The humanistic pathos of Liatoshynsky’s Third Symphony, the composer’s acute attention to glaring contradictions and conflicts, the most painful human experiences and feelings, and the resolute condemnation of wa as a phenomenon made the conceptual direction of the work foreign to the state's artistic doctrine. After the criticism of 1951, the fate of the Third Symphony was decided—there was no place for it in Soviet art, and the composer had little choice but to accept it.

Ideas are more powerful than guns. We would not let our enemies have guns, why should we let them have ideas.

– Joseph Stalin

Less than two years later, in the spring of 1953, Joseph Stalin died, and signs of a softening of the ideological situation began to emerge in the country. This event likely inspired Liatoshynsky to hope for the possibility of rehabilitating the Third Symphony, and so, during the summer of 1954, the composer made a second revision of the work. After its premiere in Leningrad under the baton of Yevgeny Mravinsky, the symphony was warmly received and soon called "a significant achievement of Soviet music as a whole." Until the collapse of the USSR, only the second version of the Third Symphony was known.

The attempt to revive the first version of the work became possible only after Ukraine’s declaration of independence on August 24th, 1991. On December 15, 1991, Ihor Blazhkov performed the fourth movement in the first version. Since then, it has been established that the difference between the versions of the Third Symphony lies only in the fourth movement, while the first, second, and third movements are identical. However, in the composer’s letters published today, I happened to come across a letter to Reinhold Glière, in which Liatoshynsky detailed the changes he made: "During this summer, which passed so quickly, I did manage to finish my unfortunate Third Symphony.
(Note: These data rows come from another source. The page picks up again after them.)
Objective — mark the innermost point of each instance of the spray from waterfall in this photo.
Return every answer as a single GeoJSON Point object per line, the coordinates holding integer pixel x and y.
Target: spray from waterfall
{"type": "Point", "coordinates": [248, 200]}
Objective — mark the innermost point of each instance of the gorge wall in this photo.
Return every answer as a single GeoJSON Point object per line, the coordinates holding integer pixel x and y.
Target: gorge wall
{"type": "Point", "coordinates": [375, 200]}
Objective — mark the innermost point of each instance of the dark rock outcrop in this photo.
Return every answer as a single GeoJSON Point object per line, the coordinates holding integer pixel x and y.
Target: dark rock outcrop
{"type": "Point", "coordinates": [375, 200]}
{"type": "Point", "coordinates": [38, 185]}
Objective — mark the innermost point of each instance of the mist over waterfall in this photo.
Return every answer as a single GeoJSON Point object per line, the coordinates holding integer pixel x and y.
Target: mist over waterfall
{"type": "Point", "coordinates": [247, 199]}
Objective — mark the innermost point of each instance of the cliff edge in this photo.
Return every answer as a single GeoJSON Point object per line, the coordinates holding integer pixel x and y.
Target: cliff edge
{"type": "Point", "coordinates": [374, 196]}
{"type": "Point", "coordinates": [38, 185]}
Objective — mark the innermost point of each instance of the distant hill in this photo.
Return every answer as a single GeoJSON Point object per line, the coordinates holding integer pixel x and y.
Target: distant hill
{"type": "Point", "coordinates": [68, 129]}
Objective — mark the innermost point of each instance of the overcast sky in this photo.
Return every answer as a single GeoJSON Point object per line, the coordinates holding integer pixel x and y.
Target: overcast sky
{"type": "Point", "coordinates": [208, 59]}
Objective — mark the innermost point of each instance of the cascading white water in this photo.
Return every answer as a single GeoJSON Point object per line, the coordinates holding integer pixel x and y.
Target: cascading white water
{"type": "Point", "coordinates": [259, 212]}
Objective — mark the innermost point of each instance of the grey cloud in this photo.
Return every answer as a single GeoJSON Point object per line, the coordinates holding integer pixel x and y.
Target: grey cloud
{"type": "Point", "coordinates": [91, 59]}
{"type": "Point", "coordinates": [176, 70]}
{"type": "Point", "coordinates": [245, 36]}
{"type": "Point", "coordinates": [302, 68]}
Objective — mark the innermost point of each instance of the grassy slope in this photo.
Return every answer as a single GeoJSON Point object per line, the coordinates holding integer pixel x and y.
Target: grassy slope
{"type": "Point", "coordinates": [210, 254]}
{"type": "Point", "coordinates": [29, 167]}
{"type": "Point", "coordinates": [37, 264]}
I almost didn’t touch the first part, made some cuts in the second, replaced the trio in the third (scherzo), and the finale was completely redone, so that no more than ¼ of the old score remains."

Thus, during the work on the second revision, each movement underwent changes. To be sure of this, it was necessary to work with the known autographs of the Third Symphony. Upon reviewing them, I was able to identify numerous corrections that previous performers had ignored, but most importantly—to find a number of previously unknown pages of the score. The realization of these corrections led to the creation of the reconstruction of the first version of Liatoshynsky's Third Symphony.

During the work on the reconstruction, I sought to get as close as possible to the original work. It is now confirmed that Liatoshynsky made changes to every movement, not just the last one. Significant changes also took place in the second and third movements. At the same time, there were instances where I had to make my own decisions regarding certain details of the score. It seems that the first version of the symphony, authentic in every way, was lost to the world forever due to Soviet "cultural policy."

Nevertheless, there are reasons for sincere joy, as finally, everyone who wishes will be able to hear Liatoshynsky’s uncensored expression, and the work, completed as early as 1951, will finally speak to an unbiased listener.

In offering the Third Symphony of Borys Liatoshynsky to the American listener, I would least like to present yet another crime of the Soviet Union against humanity—there will be enough for a dozen Nuremberg tribunals without Liatoshynsky’s symphony. Instead, I invite you to hear the expression of a well-known Ukrainian composer who has something new, striking, and fresh to say to the world.

It is probably important to remember that this score emerged immediately after the end of World War II. However, if we approach the epigraph "peace will conquer war" too naively, we might listen to Liatoshynsky’s work and find it almost reminiscent of Beethoven’s Fifth Symphony. The resolution of the Fifth Symphony’s conflict appears entirely understandable, justified, and beautiful from the perspective of European Enlightenment ideals: with unwavering certainty in the power of reason and humanity's ability to rationally comprehend and organize the world.

To interpret the first version of Liatoshynsky’s Third Symphony in such a way (I emphasize: fundamentally different from the second version) would mean completely misunderstanding it. This work fully belongs to the mindset of the 20th century, with all the relativism inherent to it.

It seems that the conceptual complexity of the masterpiece by the Ukrainian classical composer is precisely conditioned by the issues that World War II presented to humanity, and to which, I dare say, we have still not offered convincing and exhaustive solutions. Therefore, the Third Symphony is, without exaggeration, addressed to each of us who shares universal humanistic values.

Like any major artistic work, Boris Liatoshynsky’s Third Symphony is neither an answer to the problems that arose after World War II nor a prescription for action. At the same time, it reminds us once again of questions that each of us is obliged to remember and seek answers to.